When Exchanges Become Infiltration:DPP's China-Phobic Syndrome
By Liu Hsin-yuan
United Daily News, November 12, 2021
It is reported that the Mainland Affairs Council which handles cross-strait matters informed the Ministry of Education that mainland China had established an office at the National Tsing Hua University in Hsinchu to recruit talent. The ministry determined that China intended to use that office to steal Taiwan’s high-tech secrets, and the action violates the law governing Cross-Strait relations. The ministry demanded the office cease to function and leave the campus immediately. Premier Su Tseng-chang stated that China increasingly attempts to annex Taiwan by using various means to create chaos and steal information, so people in Taiwan must pay close attention to save their own country and be careful to defend everywhere; he will also ask all governmental agencies to watch this matter.
Premier Su’s statement seems to be a deja vu, for it is exactly the slogan “Watch out, the Communist spies are beside you!” during the so-called White Terror period. This terrible memory has been sealed off for almost 50 years and is now woken up in Taiwan which claims to be deeply rooted in democracy. It is particularly surprising that the warning came from the premier himself.
According to reports, defending democracy everywhere probably means to prevent mainland China from infiltrating in two fronts: namely, stealing high-tech secrets and creating chaos. Of course, it is important to protect secrets; in Western countries like Europe and the United States, the targets are those with bad records, but in Taiwan, Cross-Strait exchanges are suppressed with tiny suspicion in the name of national security. This is tantamount to make a mountain out of a molehill. If one suspects that China infiltrated Taiwan on the evidence of some trivial matters, then any exchange might be risky, why don’t we return to the period of suppressing the Communist rebellion and cut off Cross-Strait exchanges completely?
As to the accusation of creating chaos, it is more puzzling. Except for few small-scale turmoil during the period of the civil war between the Nationalist government and Chinese Communists, the Communists did not create huge chaos in Taiwan. In the past 20 years, China’s model revolutionary plays have been performed publicly in Taiwan, cars displayed with the mainland Chinese flag appeared occasionally on Taipei’s streets to propagate Communism, and people are used to that scene. Premier Su has underestimated Taiwanese people’s immunity to Chinese Communists and overestimated the mainland’s ability of united front tactics.
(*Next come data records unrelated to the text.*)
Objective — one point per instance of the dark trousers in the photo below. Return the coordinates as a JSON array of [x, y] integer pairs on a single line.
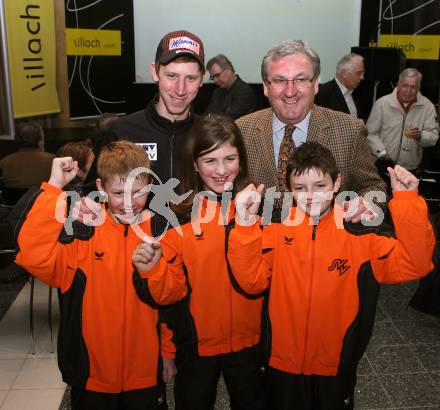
[[298, 392], [195, 385], [152, 398]]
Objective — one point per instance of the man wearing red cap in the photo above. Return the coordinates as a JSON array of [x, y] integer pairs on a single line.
[[162, 126]]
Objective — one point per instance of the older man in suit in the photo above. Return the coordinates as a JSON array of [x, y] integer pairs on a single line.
[[290, 72], [337, 94]]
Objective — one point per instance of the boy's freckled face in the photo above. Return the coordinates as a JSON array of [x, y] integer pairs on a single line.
[[313, 191], [134, 200]]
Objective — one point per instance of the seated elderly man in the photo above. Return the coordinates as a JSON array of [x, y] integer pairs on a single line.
[[402, 123], [30, 165], [233, 97]]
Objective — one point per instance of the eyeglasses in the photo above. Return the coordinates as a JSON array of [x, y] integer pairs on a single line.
[[214, 76], [300, 83]]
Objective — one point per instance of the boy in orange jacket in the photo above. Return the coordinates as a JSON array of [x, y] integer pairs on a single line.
[[324, 277], [108, 345]]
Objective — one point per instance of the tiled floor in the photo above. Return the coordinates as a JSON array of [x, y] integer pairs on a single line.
[[401, 369]]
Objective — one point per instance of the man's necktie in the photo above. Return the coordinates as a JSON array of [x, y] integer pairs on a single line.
[[286, 149]]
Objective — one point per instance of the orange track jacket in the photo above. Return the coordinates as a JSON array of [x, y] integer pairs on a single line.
[[324, 281], [108, 339]]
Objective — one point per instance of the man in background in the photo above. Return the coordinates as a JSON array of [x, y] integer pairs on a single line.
[[401, 124], [233, 97], [30, 165], [337, 94]]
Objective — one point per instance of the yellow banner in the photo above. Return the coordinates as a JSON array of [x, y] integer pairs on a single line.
[[415, 47], [85, 42], [30, 32]]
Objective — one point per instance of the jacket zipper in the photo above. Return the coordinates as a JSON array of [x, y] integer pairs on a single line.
[[309, 298]]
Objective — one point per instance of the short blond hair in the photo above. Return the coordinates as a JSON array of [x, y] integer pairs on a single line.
[[119, 158]]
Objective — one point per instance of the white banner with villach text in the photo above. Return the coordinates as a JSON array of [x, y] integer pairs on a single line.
[[30, 29]]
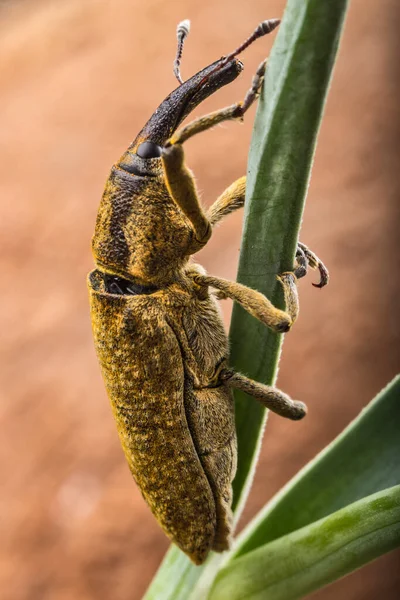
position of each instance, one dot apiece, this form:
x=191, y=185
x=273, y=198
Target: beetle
x=158, y=332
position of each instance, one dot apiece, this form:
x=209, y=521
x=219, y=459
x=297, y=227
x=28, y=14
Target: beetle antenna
x=182, y=31
x=262, y=29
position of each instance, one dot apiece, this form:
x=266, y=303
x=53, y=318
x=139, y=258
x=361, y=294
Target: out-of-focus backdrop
x=78, y=80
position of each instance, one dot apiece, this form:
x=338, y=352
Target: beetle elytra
x=158, y=332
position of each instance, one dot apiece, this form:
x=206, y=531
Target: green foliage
x=325, y=533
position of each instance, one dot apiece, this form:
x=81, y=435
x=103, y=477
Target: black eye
x=149, y=150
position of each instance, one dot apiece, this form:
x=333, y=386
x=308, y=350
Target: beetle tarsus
x=306, y=258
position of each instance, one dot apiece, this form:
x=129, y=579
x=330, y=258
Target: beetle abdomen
x=210, y=416
x=143, y=370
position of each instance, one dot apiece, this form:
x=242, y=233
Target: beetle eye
x=149, y=150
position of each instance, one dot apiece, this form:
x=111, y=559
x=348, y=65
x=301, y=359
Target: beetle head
x=140, y=232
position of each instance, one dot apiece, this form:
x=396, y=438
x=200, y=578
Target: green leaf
x=282, y=148
x=280, y=160
x=363, y=459
x=306, y=560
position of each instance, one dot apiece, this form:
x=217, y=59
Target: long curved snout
x=184, y=99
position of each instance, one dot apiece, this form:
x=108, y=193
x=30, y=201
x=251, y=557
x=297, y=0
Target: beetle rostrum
x=158, y=333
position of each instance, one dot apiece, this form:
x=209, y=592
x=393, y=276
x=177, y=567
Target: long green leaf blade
x=363, y=459
x=305, y=560
x=275, y=200
x=282, y=149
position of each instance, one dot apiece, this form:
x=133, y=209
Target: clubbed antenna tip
x=182, y=31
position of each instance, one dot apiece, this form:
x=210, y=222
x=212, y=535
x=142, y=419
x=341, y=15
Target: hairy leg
x=256, y=303
x=270, y=397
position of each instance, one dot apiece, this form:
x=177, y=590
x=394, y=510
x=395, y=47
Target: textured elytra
x=176, y=433
x=158, y=332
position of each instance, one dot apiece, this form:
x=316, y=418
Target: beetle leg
x=230, y=200
x=233, y=112
x=270, y=397
x=306, y=258
x=182, y=187
x=256, y=303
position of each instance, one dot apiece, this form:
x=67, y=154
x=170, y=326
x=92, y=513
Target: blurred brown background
x=78, y=80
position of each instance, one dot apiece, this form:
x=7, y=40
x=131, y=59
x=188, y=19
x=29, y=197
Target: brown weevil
x=157, y=327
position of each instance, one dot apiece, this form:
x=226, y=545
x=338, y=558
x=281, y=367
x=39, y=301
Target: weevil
x=158, y=332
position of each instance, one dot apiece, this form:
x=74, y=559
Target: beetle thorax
x=140, y=232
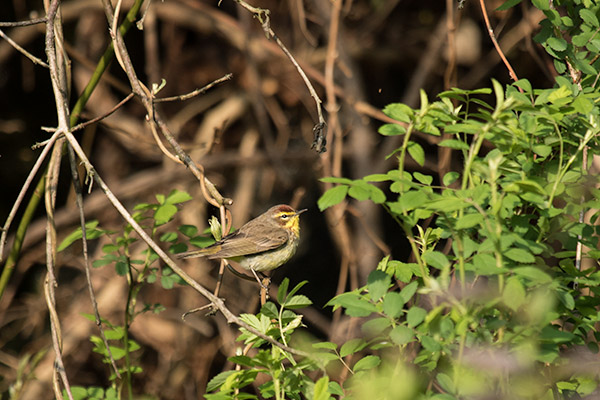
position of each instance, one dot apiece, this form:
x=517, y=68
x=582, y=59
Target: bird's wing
x=244, y=244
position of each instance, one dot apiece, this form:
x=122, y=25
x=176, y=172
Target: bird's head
x=286, y=217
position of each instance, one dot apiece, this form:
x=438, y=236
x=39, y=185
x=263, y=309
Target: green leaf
x=354, y=304
x=408, y=291
x=445, y=382
x=508, y=4
x=399, y=112
x=367, y=362
x=325, y=345
x=589, y=17
x=178, y=196
x=499, y=92
x=519, y=255
x=336, y=389
x=242, y=360
x=335, y=179
x=424, y=179
x=378, y=283
x=333, y=196
x=514, y=293
x=352, y=346
x=359, y=192
x=391, y=130
x=415, y=316
x=411, y=200
x=450, y=178
x=469, y=221
x=297, y=287
x=454, y=144
x=298, y=301
x=393, y=303
x=566, y=299
x=535, y=274
x=558, y=44
x=321, y=391
x=375, y=326
x=282, y=291
x=416, y=152
x=377, y=195
x=552, y=334
x=436, y=259
x=541, y=4
x=164, y=213
x=402, y=335
x=90, y=232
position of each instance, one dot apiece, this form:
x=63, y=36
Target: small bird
x=262, y=244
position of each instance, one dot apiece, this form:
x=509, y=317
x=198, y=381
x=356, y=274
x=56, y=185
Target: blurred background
x=253, y=136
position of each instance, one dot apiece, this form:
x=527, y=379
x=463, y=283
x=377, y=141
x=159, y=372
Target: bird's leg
x=258, y=279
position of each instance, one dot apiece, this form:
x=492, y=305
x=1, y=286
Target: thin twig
x=195, y=92
x=511, y=72
x=100, y=118
x=23, y=192
x=59, y=86
x=209, y=190
x=88, y=274
x=231, y=318
x=21, y=50
x=29, y=22
x=319, y=130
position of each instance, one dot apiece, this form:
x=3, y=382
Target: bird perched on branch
x=262, y=244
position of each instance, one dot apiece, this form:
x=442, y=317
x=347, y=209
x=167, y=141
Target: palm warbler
x=262, y=244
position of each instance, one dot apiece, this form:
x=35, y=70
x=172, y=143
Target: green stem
x=13, y=256
x=128, y=317
x=75, y=114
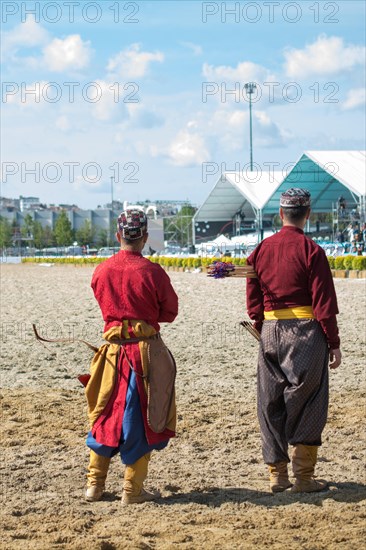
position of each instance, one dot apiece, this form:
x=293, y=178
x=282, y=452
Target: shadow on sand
x=215, y=497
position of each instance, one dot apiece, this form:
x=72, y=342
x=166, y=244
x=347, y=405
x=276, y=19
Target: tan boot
x=303, y=464
x=98, y=469
x=278, y=477
x=135, y=475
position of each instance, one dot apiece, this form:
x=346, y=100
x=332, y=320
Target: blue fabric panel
x=133, y=444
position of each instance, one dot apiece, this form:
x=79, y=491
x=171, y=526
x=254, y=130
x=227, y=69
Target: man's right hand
x=335, y=358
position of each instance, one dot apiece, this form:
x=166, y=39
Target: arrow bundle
x=219, y=270
x=249, y=327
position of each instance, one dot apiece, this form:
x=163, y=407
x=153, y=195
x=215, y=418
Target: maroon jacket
x=292, y=271
x=129, y=286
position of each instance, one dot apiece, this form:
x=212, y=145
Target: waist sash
x=300, y=312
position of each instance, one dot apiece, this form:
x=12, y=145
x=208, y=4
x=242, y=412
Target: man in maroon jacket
x=135, y=296
x=293, y=304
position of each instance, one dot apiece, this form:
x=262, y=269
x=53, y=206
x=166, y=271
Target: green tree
x=5, y=233
x=85, y=235
x=48, y=236
x=27, y=227
x=102, y=237
x=63, y=230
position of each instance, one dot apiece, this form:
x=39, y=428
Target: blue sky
x=157, y=118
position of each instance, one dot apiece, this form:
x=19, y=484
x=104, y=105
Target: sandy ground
x=211, y=477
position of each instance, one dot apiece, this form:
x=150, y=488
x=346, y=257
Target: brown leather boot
x=98, y=469
x=278, y=477
x=303, y=464
x=135, y=475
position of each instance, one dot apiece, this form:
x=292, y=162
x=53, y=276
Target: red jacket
x=293, y=271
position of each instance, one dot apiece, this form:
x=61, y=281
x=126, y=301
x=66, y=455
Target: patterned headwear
x=132, y=224
x=294, y=197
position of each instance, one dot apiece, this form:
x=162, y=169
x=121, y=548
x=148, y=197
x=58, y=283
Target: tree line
x=34, y=234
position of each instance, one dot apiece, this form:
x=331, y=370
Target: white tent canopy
x=235, y=192
x=327, y=175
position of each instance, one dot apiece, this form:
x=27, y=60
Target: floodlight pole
x=250, y=87
x=111, y=219
x=112, y=180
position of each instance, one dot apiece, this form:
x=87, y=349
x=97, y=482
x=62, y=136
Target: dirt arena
x=213, y=483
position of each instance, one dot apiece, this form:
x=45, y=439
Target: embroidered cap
x=132, y=224
x=294, y=197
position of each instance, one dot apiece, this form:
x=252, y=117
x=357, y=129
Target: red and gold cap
x=132, y=224
x=294, y=197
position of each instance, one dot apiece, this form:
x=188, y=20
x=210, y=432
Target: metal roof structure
x=327, y=175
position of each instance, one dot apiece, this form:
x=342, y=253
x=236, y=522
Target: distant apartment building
x=27, y=203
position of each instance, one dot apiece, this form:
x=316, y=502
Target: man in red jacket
x=134, y=296
x=293, y=304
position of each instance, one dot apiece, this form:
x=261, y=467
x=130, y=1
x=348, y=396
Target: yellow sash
x=300, y=312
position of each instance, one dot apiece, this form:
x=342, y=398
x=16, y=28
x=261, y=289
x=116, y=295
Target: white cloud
x=25, y=35
x=26, y=94
x=196, y=49
x=132, y=62
x=186, y=149
x=70, y=53
x=63, y=123
x=140, y=117
x=355, y=98
x=325, y=56
x=104, y=106
x=246, y=71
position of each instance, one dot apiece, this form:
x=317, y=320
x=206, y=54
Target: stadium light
x=250, y=87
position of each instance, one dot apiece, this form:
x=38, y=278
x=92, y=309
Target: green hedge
x=359, y=262
x=165, y=261
x=341, y=262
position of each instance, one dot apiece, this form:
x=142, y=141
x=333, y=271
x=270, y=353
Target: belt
x=299, y=312
x=135, y=340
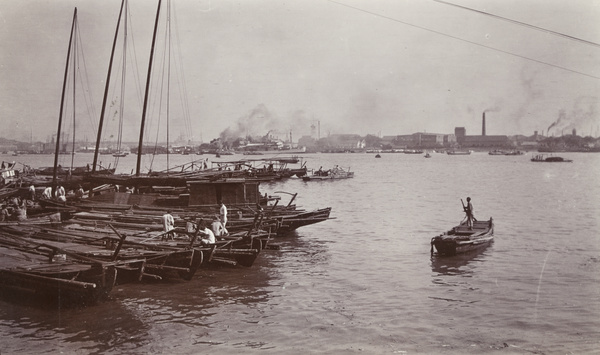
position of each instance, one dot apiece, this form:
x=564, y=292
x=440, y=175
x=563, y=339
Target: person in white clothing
x=223, y=213
x=218, y=228
x=61, y=194
x=208, y=237
x=47, y=194
x=168, y=223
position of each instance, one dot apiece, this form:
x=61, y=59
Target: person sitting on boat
x=61, y=195
x=47, y=194
x=21, y=212
x=79, y=193
x=4, y=214
x=469, y=212
x=32, y=192
x=168, y=225
x=223, y=213
x=218, y=228
x=208, y=237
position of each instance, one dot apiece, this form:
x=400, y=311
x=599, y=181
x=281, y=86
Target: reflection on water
x=461, y=264
x=365, y=280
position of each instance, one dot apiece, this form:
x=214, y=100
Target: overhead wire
x=545, y=30
x=463, y=40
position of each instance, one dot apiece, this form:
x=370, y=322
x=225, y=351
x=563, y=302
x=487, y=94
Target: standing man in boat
x=168, y=224
x=469, y=211
x=218, y=228
x=208, y=237
x=223, y=213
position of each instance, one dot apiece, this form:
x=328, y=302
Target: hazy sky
x=356, y=66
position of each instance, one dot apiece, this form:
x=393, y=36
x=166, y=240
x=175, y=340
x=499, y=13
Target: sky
x=381, y=67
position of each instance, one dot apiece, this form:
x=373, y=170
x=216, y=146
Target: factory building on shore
x=482, y=141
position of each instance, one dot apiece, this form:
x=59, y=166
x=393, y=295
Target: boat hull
x=461, y=239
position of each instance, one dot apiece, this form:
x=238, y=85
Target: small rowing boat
x=331, y=174
x=462, y=239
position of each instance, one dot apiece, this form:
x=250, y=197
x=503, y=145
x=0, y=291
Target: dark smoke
x=260, y=121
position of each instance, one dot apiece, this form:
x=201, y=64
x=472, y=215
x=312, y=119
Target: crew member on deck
x=223, y=213
x=218, y=228
x=208, y=237
x=469, y=212
x=168, y=224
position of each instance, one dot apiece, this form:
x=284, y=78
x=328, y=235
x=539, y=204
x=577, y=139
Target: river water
x=364, y=281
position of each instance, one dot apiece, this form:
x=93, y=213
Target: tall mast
x=62, y=103
x=101, y=123
x=141, y=142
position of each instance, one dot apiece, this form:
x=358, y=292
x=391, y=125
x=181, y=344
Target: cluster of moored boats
x=108, y=229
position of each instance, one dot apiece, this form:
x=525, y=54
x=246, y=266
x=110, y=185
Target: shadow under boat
x=460, y=264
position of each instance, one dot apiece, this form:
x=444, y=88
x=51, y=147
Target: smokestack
x=483, y=125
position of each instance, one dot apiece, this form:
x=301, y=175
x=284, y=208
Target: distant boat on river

The ruling Democratic Progressive Party (DPP) in Taiwan is adept at using nationalism to provoke Cross-Strait emotions. Only a few days after the incident at National Tsing Hua University, DPP Legislator Fan Yun, together with the Economic Democracy Union and the National Students’ Union of Taiwan held a press conference entitled “Don’t allow the family relationship between Tsing Hua universities across the Strait to become the break point of U.S.-Taiwan strategic confidence.” The press event used several pictures of exchanges between the two Tsing Hua universities as evidence that Taiwan’s National Tsing Hua University had known the situation.
If one claims that we should save our own country, then why U.S.-Taiwan strategy gets involved? It is more terrible to accuse people to be Communists just because of several pictures. This reminds people of the behavior of the Red Guards during the mainland’s Cultural Revolution period. The Red Guards had become the tool of the ruling class to smear and crush the intellectuals. With the atmosphere of extremely unreasonable fear under DPP administration, many simple Cross-Strait exchanges are cancelled out of fear.
During the 1990s, President Lee Teng-hui spoke out loudly at political rallies that Taiwanese people had not grown up under duress. This sentiment was echoed by many people. Lee’s words had at least two meanings. First, Taiwanese people are courageous enough not to be intimidated by mainland China’s verbal coercion and military threats. Second, Lee wanted people who advocated unification with China to shut up and not use mainland Chinese military threats to intimidate Taiwan independence forces. Ironically, the DPP now learns from the mainland to scare Taiwanese people and uses China’s tactics better.
Now the Minister of Education Pan Wen-chung is involved in this incident. On the one hand, he blasted National Tsing Hua University for failing to supervise, and on the other hand, he wants to investigate this issue fully. When some universities questioned that the education minister had infringed upon academic freedom, the minister said that the precondition of the academic freedom is that it does not violate the law. If this is the case, we must bring attention to the education minister that the DPP had more than once sponsored political events on university campuses. Recently the DPP openly organized a public policy workshop on the campus of National Taipei University. Does this violate Article 6 of the Educational Fundamental Act which bars schools from advocating or sponsoring activities for specific political groups? The education minister should lead by example by treating violators of law with same standards, otherwise, he sets the worst possible example in education.